By now, people have finished filtering in, and the chanting of the yejsk grow suddenly louder. As if on cue, the rest of the crowd settles to the ground. They sit cross-legged, not kneeling like the Laos-Enosi often do. Klysk gives Rasheeka another smile as he drops in place, facing the fire, like the others gathered.

Following the others' cue, and having no desire to present an open target, Rasheeka lowers herself to sit cross-legged on the ground. She settles near Klysk, facing the fire, finding the youth a friendly sort, and thinks she may call upon him for questions if she happens to have any later. He seems to Rasheeka a bit easier to approach than the stern old woman or the older men.

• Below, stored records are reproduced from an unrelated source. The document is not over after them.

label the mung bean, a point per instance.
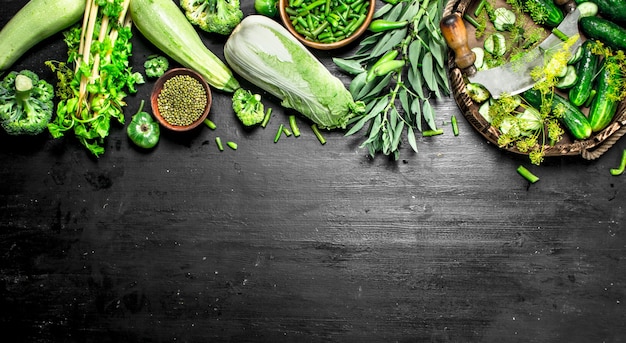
(182, 100)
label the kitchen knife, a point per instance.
(510, 78)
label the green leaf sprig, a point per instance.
(93, 93)
(398, 74)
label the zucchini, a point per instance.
(573, 119)
(587, 66)
(614, 10)
(570, 78)
(554, 15)
(604, 104)
(163, 24)
(604, 30)
(36, 21)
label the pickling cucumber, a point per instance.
(573, 119)
(614, 10)
(587, 66)
(605, 31)
(36, 21)
(604, 104)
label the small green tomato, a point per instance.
(268, 8)
(143, 130)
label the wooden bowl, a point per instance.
(158, 87)
(284, 16)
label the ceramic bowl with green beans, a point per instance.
(181, 99)
(326, 24)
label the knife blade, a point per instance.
(513, 77)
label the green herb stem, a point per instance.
(211, 125)
(294, 125)
(279, 133)
(622, 166)
(527, 174)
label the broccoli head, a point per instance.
(25, 103)
(156, 65)
(248, 107)
(218, 16)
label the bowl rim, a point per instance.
(156, 90)
(326, 46)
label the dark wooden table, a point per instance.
(298, 241)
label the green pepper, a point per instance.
(268, 8)
(143, 130)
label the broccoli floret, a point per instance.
(218, 16)
(156, 66)
(248, 107)
(25, 103)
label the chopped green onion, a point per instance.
(455, 126)
(294, 125)
(318, 134)
(619, 170)
(210, 124)
(430, 133)
(279, 132)
(527, 174)
(266, 119)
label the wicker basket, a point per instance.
(589, 149)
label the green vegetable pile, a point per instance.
(218, 16)
(399, 72)
(25, 103)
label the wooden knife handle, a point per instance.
(455, 34)
(567, 5)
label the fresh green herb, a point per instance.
(527, 174)
(94, 92)
(26, 105)
(399, 97)
(211, 125)
(619, 170)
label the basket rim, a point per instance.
(590, 148)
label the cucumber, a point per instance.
(554, 15)
(163, 24)
(36, 21)
(495, 44)
(587, 66)
(573, 119)
(570, 78)
(588, 9)
(614, 10)
(604, 30)
(604, 105)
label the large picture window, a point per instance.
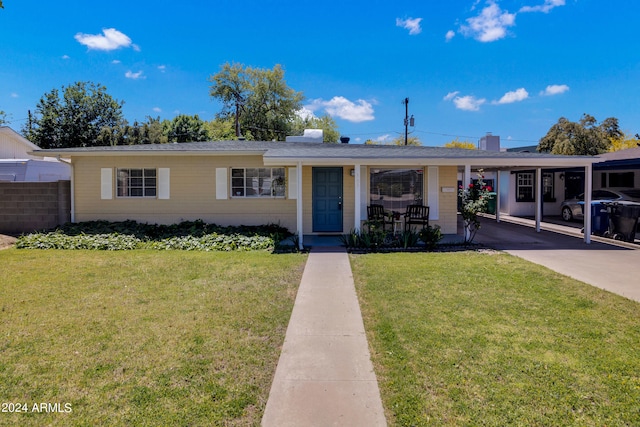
(137, 183)
(395, 189)
(257, 182)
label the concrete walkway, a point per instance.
(325, 376)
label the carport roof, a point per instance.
(292, 153)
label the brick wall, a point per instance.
(31, 206)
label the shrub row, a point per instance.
(126, 235)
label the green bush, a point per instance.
(127, 235)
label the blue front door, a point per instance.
(327, 199)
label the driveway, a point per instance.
(609, 266)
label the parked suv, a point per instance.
(572, 208)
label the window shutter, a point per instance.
(222, 186)
(292, 183)
(106, 183)
(164, 187)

Several emene start beating on low, flat drums as the yejsk continue a half-shouted, half-sung chant. The assembly as a whole joins in on every fifth beat with a shout of "Hyah!"

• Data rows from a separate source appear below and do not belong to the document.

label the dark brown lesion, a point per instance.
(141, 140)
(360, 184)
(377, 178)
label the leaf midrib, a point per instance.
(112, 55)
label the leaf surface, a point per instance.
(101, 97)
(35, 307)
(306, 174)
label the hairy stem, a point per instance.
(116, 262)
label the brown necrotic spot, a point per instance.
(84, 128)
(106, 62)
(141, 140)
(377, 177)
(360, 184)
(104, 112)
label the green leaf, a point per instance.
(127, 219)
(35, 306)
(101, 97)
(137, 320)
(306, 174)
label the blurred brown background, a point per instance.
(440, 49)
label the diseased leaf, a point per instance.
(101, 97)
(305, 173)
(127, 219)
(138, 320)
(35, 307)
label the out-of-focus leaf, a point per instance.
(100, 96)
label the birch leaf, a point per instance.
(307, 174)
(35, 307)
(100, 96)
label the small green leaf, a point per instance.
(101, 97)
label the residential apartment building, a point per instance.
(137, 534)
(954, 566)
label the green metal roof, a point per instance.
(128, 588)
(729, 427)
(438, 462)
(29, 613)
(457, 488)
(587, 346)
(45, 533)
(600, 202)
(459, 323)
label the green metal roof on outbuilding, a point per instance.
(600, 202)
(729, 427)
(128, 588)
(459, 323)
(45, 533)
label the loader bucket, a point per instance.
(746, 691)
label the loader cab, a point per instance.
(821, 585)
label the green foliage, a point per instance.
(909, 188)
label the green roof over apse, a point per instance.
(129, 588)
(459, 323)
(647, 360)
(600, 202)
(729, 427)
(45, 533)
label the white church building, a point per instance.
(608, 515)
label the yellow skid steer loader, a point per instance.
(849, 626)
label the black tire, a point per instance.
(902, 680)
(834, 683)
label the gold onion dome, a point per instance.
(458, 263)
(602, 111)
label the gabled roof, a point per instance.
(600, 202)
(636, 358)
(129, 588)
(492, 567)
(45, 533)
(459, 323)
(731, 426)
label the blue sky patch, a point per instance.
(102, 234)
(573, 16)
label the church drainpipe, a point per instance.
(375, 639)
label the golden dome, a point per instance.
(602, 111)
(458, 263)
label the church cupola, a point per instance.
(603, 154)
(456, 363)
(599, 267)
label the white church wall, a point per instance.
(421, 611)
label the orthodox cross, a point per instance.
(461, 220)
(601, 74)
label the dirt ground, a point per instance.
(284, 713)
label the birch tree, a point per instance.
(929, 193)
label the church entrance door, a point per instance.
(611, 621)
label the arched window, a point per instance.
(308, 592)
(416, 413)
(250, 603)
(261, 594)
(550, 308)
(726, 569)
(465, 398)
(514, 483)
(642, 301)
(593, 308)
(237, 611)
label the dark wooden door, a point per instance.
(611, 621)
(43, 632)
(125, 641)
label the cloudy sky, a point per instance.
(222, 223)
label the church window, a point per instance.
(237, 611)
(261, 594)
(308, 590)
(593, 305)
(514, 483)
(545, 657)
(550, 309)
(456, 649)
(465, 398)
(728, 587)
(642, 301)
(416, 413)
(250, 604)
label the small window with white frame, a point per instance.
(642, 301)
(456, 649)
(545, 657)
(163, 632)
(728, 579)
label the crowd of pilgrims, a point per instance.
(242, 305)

When in Olympia, thinks the emene girl. She too adds her voice to the crowd offering a somewhat timid "hyah," having not yet warmed up to the custom of yelling. As the shouts continue on she finds her eyes brought back again to the pile of wood, and her mind to the memory of the figure who placed more upon the pile but did not return. So after the next call of "hyah" she leans over and asks Klysk, "Is it usual for someone to add wood to the pile, there," she tries to point unobtrusively to the stack, "and then leave?"

Klysk shakes his head and frowns at her, making a shushing gesture with one hand, while he shouts, "Hyah!" near the end of her sentence – the space of five beats isn't long enough to squeeze in much talk.

"Some did," Rasheeka whispers quickly, trying to at least fit in those two words between shouts to see if they garner much of a reaction.

The emene shakes his head and makes the shushing motion at her again, still frowning. Some of the others around her are giving her looks, too, and she notices no one else in the crowd is talking, or whispering.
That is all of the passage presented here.